What I'm getting to is this: the idea of covering this particular song (Rolling In The Deep) bothered me. I felt challenged by this one in a way that I didn't with the others, and I had hard time justifying my take on it. Why? I love the song, I love Adele, I think this moment in pop history was a great one, because it highlighted true talent and true instrumentation. I like everything about the damn thing. My hesitation came from the fact that...
...EVERYONE IN THE WORLD HAS ALREADY DONE A COVER OF THIS SONG!
Go ahead --- text the first person on your list of contacts and ask them if they've ever covered Adele. They'll most likely reply with a link to their youtube page.
Your old friend from high school? He's singing the chorus of Rolling in The Deep on Vine.
Your old aunt Ruth? She's got an EP on iTunes called, "Ruth sings Rollin'", in which she deconstructs the song into 3 versions: Acoustic, Big Band, and Dub Mix.

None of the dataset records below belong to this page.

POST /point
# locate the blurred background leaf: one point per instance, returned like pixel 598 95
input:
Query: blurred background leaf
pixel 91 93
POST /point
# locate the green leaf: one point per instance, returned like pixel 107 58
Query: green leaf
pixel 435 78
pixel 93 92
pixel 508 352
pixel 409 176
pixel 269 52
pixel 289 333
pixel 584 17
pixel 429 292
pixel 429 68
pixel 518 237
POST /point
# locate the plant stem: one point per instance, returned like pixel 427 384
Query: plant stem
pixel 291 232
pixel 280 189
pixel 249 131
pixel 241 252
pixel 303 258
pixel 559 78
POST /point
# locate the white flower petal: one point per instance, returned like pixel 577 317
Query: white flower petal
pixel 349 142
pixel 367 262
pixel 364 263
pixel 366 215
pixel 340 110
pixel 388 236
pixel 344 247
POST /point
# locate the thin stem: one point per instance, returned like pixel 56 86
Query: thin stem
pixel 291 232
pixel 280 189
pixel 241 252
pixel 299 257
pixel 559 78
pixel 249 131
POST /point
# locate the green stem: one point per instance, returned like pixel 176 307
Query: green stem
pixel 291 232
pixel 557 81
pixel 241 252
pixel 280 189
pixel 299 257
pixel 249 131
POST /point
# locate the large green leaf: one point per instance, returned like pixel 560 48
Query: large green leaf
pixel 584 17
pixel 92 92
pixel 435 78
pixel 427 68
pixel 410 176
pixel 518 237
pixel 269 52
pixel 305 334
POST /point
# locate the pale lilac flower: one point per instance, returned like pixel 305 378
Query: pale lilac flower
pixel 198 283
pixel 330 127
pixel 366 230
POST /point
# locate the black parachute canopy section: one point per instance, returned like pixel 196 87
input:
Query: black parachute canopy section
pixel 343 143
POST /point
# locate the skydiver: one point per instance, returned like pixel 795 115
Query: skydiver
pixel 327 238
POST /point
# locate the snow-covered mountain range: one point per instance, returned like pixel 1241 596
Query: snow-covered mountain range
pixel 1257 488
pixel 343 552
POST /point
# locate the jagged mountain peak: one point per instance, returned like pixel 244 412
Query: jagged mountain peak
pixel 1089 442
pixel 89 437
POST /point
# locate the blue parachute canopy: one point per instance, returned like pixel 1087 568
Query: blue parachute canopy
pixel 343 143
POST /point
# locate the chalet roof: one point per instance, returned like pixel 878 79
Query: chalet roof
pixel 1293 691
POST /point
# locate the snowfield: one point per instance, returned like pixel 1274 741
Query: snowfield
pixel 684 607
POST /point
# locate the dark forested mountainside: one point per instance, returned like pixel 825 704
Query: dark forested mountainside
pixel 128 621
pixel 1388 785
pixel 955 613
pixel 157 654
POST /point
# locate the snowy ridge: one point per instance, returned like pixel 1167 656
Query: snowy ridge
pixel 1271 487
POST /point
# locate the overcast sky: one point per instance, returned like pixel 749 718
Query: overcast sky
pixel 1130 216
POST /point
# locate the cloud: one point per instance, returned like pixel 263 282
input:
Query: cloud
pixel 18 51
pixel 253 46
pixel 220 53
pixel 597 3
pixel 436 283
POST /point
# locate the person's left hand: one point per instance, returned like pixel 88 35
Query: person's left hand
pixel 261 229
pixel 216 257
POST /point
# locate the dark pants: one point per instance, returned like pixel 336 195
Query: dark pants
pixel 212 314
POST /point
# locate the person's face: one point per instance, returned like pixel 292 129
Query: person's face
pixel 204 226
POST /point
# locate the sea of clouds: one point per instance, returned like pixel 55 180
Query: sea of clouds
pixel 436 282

There's another reason I was hesitant to put this song down: The few times I've sat behind the table at vocal auditions, my ears have been filled with countless versions of the tune, most of which work against the singer's intentions. Adele's vocal performance is SO strong and makes such a lasting impression that the tendency is to mimic her sound or to affect the voice in a way that masks the purity of the singer. (I'm sure that's not always the case, but it's something I've thought about. Sometimes a great song can actually get in a performers way, if that makes sense. It can upstage them, in a way.) And I didn't want to fall into that trap.
ANYWAY. I know I'm overanalyzing this and overthinking this, but the point is: If it weren't for this series I'm doing, I would have rather left this beautiful song alone. But I wanted to complete this series properly and so I tackled the song from a point of view I know well:
That of a 13 year old blues guitar playing little rascal.
I reached into my subconscious and reverted back to the less-than-subtle version of myself that I was when I first started playing blues clubs in Canada (Buds On Broadway and Lydias in Saskatoon, mostly) in an attempt to capture something sort of new within this song. Or, at least, to have fun with it. This is the way I would have covered the song had it come out then, at the end of the 90s, when Johnny Lang and Colin James were personal heroes and I still thought Led Zeppelin was the name of a singer with a really great back-up band. ("Morning, Led. What shall we record today?")
Anyway. It's an unpolished take on a groundbreaking song. I hope you dig it.